The story opens as Otto and Xavier Shin, accompanied by their mongoose Árpád Montague XXX, embark on their non-honeymoon honeymoon – a 5-day “Lakes and Mountains” tour. Which lakes and mountains are not specified on the ticket, nor the countries through which they will pass. All they know is the name of the train and carriage in which they are travelling, information “just imprecise enough to stir [the] imagination”, and a description that applies as much to the reader as to the read.

That this will be no ordinary journey is immediately apparent. For a start, the carriages are identified not by number but by name and include a library car, a postal-sorting carriage, a portrait gallery, a sauna, a greenhouse, and a bazaar. The first car they enter is upside down, and when they eventually find Clock carriage – their allocated berth – it has no internal lighting, leaving them literally and figuratively in the dark.

As the pair soon discover, the train is deserted except for themselves and three others: its owner, Theremin Viruoso Ava Kapoor, driver and head of security Allegra Yu, and Laura de Souza, a representative of a company to whom Ava is deeply in debt. Despite their diverse backgrounds, it soon becomes clear all are connected in a way that Otto begins to suspect is more than coincidental. And at the centre of it all stands a sixth character, Přemysl Stojaspal, a man singularly conspicuous by his absence. Despite being employed to play him to sleep at night for several years, Ava insists she has never met the man (whether this is due to her own wilful blindness, some peculiarity on his part, or the fact that he does not exist at all is unclear). For her kindness to his son, Přem’s father has made Ava the sole beneficiary of his considerable fortune. This inheritance is, however, contingent on her being of sound mind on her thirtieth birthday and, as each of the travellers share their individual story, Otto becomes convinced that Přem has brought each of them together on the eve of the anniversary in order to enact an elaborate revenge.

The story unfolds with a dreamlike logic, with recurring images and themes playing out through multiple iterations: Women choke on stones;  men seek retribution for a misappropriated fortune; Otto encounters indescribable or indiscernible strangers. Even Přem’s deft orchestration of events mirrors the way Ava manipulates invisible forces to draw music from the air. Somebody is clearly being gaslit, but it is not clear who: Ava? Přem? Otto? Xavier? You and I?

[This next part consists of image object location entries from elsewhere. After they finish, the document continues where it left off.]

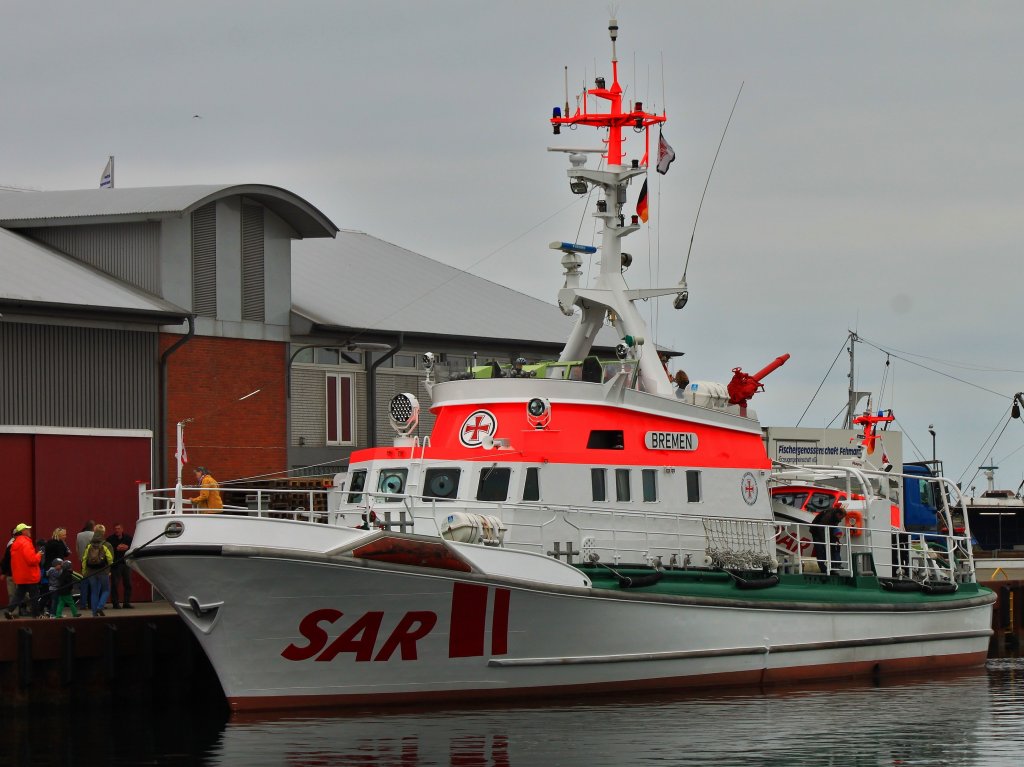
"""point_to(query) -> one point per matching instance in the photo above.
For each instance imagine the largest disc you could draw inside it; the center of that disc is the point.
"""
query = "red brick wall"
(206, 377)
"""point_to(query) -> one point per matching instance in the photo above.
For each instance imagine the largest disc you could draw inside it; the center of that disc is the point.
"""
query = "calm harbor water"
(975, 718)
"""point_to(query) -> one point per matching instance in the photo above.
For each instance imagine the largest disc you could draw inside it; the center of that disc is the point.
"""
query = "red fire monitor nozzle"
(743, 386)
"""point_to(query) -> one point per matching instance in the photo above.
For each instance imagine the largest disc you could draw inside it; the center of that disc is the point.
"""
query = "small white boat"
(572, 526)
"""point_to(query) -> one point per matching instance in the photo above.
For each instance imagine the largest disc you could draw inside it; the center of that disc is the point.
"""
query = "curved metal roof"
(365, 284)
(23, 209)
(39, 279)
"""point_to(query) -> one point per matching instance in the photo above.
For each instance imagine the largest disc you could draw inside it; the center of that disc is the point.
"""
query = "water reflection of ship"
(997, 525)
(853, 724)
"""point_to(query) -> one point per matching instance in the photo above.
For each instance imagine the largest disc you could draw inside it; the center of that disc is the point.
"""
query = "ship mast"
(608, 298)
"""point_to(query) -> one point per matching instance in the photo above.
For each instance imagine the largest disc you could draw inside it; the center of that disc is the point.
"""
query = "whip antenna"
(686, 264)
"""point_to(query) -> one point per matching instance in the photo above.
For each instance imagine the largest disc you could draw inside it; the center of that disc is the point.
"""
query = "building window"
(692, 486)
(649, 477)
(253, 307)
(597, 484)
(531, 487)
(494, 484)
(340, 410)
(327, 356)
(204, 222)
(623, 485)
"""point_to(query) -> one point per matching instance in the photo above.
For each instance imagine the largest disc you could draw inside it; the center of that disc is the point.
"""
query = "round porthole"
(441, 485)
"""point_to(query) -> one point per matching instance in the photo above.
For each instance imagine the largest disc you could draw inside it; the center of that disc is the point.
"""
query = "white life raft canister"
(466, 527)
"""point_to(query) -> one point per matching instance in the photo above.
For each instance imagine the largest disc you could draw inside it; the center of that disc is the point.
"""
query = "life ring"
(855, 521)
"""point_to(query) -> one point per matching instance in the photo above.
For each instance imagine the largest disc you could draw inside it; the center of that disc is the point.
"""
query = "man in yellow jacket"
(208, 501)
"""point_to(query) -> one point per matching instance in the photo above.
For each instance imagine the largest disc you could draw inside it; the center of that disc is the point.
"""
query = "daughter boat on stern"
(573, 526)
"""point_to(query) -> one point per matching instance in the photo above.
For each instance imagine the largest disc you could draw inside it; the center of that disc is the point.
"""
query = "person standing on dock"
(120, 573)
(208, 501)
(95, 583)
(83, 538)
(25, 565)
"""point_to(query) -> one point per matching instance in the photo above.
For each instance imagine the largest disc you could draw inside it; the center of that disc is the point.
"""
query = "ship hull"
(300, 629)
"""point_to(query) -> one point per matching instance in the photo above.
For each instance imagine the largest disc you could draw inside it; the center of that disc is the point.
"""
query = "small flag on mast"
(642, 203)
(665, 154)
(107, 180)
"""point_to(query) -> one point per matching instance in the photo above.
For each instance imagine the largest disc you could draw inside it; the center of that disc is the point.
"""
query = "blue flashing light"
(573, 248)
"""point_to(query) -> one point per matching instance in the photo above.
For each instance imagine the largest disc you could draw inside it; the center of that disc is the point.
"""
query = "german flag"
(642, 203)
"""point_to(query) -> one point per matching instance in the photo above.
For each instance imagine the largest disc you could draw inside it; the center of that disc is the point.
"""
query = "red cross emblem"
(749, 486)
(476, 426)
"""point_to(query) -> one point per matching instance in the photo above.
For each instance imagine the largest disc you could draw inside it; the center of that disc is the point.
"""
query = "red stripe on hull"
(469, 614)
(748, 679)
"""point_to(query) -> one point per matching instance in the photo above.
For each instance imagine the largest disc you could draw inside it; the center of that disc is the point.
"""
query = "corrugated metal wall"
(205, 260)
(127, 251)
(83, 377)
(253, 305)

Maybe it is all of the above. Otto is, after all, an unreliable narrator: truthful [but] not with words…You’d be stupid to take anything [he] says at face value.” And oh, what words they are! Vividly surreal, the writing resounds with an Alice-in-Wonderland absurdity that is by turns hilarious, terrifying and utterly compelling. Every scene brings a fresh revelation, and it is impossible to guess what lies beyond the next corner. In the end I decided to stop trying to make sense of things and just went along for the ride.

Peaces is the perfect antidote to the bizarreness of today’s reality, and the first thing I wanted to do when I turned the final page was to go straight back to the beginning and start again.